Democratic state Sen. Maria Collett represents the 12th District, which includes CBSD. She didn’t participate in the parental rights bill hearing, even though she is a member of the state government committee.
“The people of the 12th District elected me to use my time, energy and resources to better their lives,” she said. “Not to legitimize horseshit.”
She is unabashed in her criticism of the conservatives leading the charge in the outrage over books.
“They distract, they deflect, and they make up a story about a boogeyman that is trying to lure your kid into an alley with a pornographic book,” Collett said from her office desk, which features a photo of herself and President Joe Biden.
“They don’t have answers to the problems that are plaguing Pennsylvania,” she added. “That’s why they’re so fixated on identity politics.”
Collett said her constituents aren’t calling her to complain about library books or rainbow flags in schools — they’re more worried about issues like Social Security benefits and unemployment plans.
Evidence of the “anti-lockdown” to “critical race theory panic” to “book-banning” pipeline can be found all across the country. What began as the idea that wearing a mask was an affront to freedom morphed into a panic about teaching kids about racial privilege in the wake of George Floyd’s murder, then seamlessly became an effort to censor books with racial justice or LGBTQ themes.
The book bans came first as a trickle, then as a storm. According to PEN America, the past year saw a record number of book challenges in schools and libraries across the country. State lawmakers proposed bills and made lists of books they wanted to ban; parents claimed that schools and libraries were filled with sexually explicit books, and that anyone who didn’t stand with them was aiding and abetting child abuse.
Why are books in school libraries the latest target for conservative ire? Books are democratizing. They help students expand their worldview. And if your end goal is control over society by any means, having a well-read and well-educated public is not in your best interest.
Although the Bucks County border is just 10 miles from Philadelphia, more than 80% of the 646,000 residents are white. The wealthy suburb typically leans Democratic, but the school board has lurched to the right in just one election cycle ― and some residents worry that the shift will only continue, especially considering Mastriano’s influence on the state.
Even if he loses the race, Mastriano and the CBSD are setting the stage for Pennsylvania to become a blueprint for conservatives in other states, not unlike how conservative education policies in Florida and Texas have provided a playbook for Pennsylvania’s GOP.

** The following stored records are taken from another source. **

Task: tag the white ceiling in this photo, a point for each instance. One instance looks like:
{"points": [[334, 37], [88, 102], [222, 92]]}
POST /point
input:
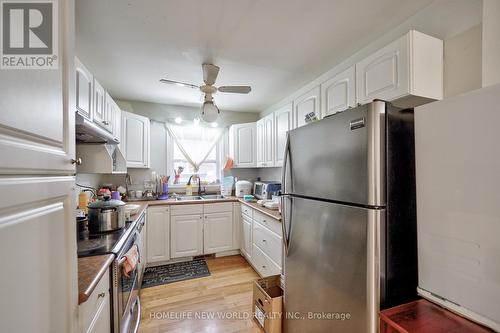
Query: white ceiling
{"points": [[276, 46]]}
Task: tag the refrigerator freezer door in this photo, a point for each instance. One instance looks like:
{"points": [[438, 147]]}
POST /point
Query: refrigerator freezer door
{"points": [[341, 157], [331, 268]]}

“We will still have like Mastriano-style politics here on the school board until the next election,” Nazemi said.
And if Mastriano does win, the effects are sure to be felt across the state. On the campaign trail, he has vowed to turn Pennsylvania into the Florida of the north.
“We have one of the candidates saying, ‘I want to model us after a state we’ve seen pass really damaging legislation that is hurting children, teachers and parents,’” Collett said. “If we don’t stand up and say, ‘No, not on my watch,’ then we all become complicit.”